Mordrak, some quick responses, without doing a chain quote:
The stock market was presumably, originally designed to benefit the participants (companies and investors). But the government has been involved at various times, so you could say that the government influences the design as well. I think it is quite useful to society, as a means to pool risk and allocate capital. It’s certainly not perfect, but then, what large institution is?
Yes, companies can choose to divide profits between reinvestment, dividends, and/or stock purchases.

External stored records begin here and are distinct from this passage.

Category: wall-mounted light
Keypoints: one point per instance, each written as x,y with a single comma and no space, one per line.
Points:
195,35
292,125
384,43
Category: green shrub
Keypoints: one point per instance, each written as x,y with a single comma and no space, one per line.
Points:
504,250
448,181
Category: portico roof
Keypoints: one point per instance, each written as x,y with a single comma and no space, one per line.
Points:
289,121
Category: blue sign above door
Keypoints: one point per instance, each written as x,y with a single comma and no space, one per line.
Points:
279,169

That’s pretty much the norm, in fact, though I simplified things for my examples. (Not all companies do both stock purchases AND dividends, but I think most eventually do one or the other if they’re successful, and larger companies may do both).

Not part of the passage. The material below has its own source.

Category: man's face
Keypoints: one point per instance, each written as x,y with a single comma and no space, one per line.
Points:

You’re correct that companies can’t exert as much control over the market as they can over their own business.
I’d look at it this way:
The performance of a company’s stock is primarily a reflection of two things:
- The performance of the company itself, and the market’s assessment of its future prospects.
and
- Market-wide factors. Over time, the market reprices capital and risk. i.e. In harsh times, the market may demand a higher rate of return for ALL risky companies. To achieve the higher (future) rate of return, prices drop.
This is kinda confusing, but an example may clarify:
Going back to my earlier example, if the market values a non-growing company at a P/E of about 12, and that company can pay out all of it’s earnings as either dividends or stock buybacks, then that means that for $100 of stock value, the company is paying out about $8.33 in earnings. i.e. Investors should earn about 8.33% on this investment. Now, let’s say the market gets panicky, and across the board some investors flee from stocks and those who remain demand higher rates of return. Let’s say the new equilibrium return rate for a company like our example is 10% (up from 8.33%). Since the company itself isn’t earning more or less than it was before, to reach that equilibrium returng, the company’s share price must fall, to about $83.33. People who buy at that price will get earnings of about $8.33 for a price of about $83.33. But of course, investors who had held the stock before got hammered - they absorbed a price drop of almost 17%.

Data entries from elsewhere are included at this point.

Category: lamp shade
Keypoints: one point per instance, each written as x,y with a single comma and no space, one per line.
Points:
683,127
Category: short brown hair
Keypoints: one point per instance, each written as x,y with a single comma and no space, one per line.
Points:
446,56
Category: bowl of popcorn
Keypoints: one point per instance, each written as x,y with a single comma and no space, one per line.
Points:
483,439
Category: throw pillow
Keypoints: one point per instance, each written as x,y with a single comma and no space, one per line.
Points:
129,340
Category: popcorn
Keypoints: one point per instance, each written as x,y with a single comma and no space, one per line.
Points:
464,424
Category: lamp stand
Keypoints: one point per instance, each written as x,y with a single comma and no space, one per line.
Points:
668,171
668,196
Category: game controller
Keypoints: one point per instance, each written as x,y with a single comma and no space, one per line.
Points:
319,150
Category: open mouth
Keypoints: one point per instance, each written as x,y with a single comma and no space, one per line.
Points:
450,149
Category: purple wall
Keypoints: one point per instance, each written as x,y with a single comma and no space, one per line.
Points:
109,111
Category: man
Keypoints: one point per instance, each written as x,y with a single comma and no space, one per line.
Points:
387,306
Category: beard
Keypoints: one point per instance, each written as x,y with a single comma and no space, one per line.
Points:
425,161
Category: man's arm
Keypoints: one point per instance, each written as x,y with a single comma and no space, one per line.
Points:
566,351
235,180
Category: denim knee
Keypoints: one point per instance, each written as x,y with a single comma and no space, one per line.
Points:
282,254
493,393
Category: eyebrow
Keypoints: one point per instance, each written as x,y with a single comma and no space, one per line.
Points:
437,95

Re: the other part - the market assessing an individual company’s prospects. Yes, that is certainly tricky. If the market (as a whole) is kinda stupid, then CEO’s can ‘trick’ the market by focusing on short term profits, which the market may mistake as sustainable in the long term. But the market as a whole is surprisingly good at estimating the long term chances of a company. The market will pay a large premium for a company with the potential for fast earnings growth. In contrast, even if a company is making a big profit today, if the market perceives that the earnings are likely to fall, the market will probably not pay a whole lot for the stock. It’s a guessing game, but the fact that so very few people are able to out-guess the market (i.e. beat the market), means the market is doing a pretty good job, IMO.
Re: the flood of new capital into new industries. Yes, the market can overshoot, injecting too much capital into such industries, causing a bubble. (The concept of bubbles is debateable though - sure it’s easy in hindsight to say internet stocks were in a bubble in 99-00, but it’s much tougher to be confident of that in real time). Conversely, the market can undershoot, not injecting enough capital into fast growing industries. I’m not totally up on the relevant history, but arguably, the market underestimated the potential of PCs and PC software for much of the 80s and early 90s - if the market knew the value of the franchise that Microsoft was establishing, the price of Microsoft stock might have been higher, sooner, and the market might have been willing to fund more competitors. I think part of the possible over-reaction of the market to internet stocks from roughly '95-'00 was because the market realized it had been slow to react to the PC and PC software industry a few years earlier, though for the 'net, they arguably overreacted the other way.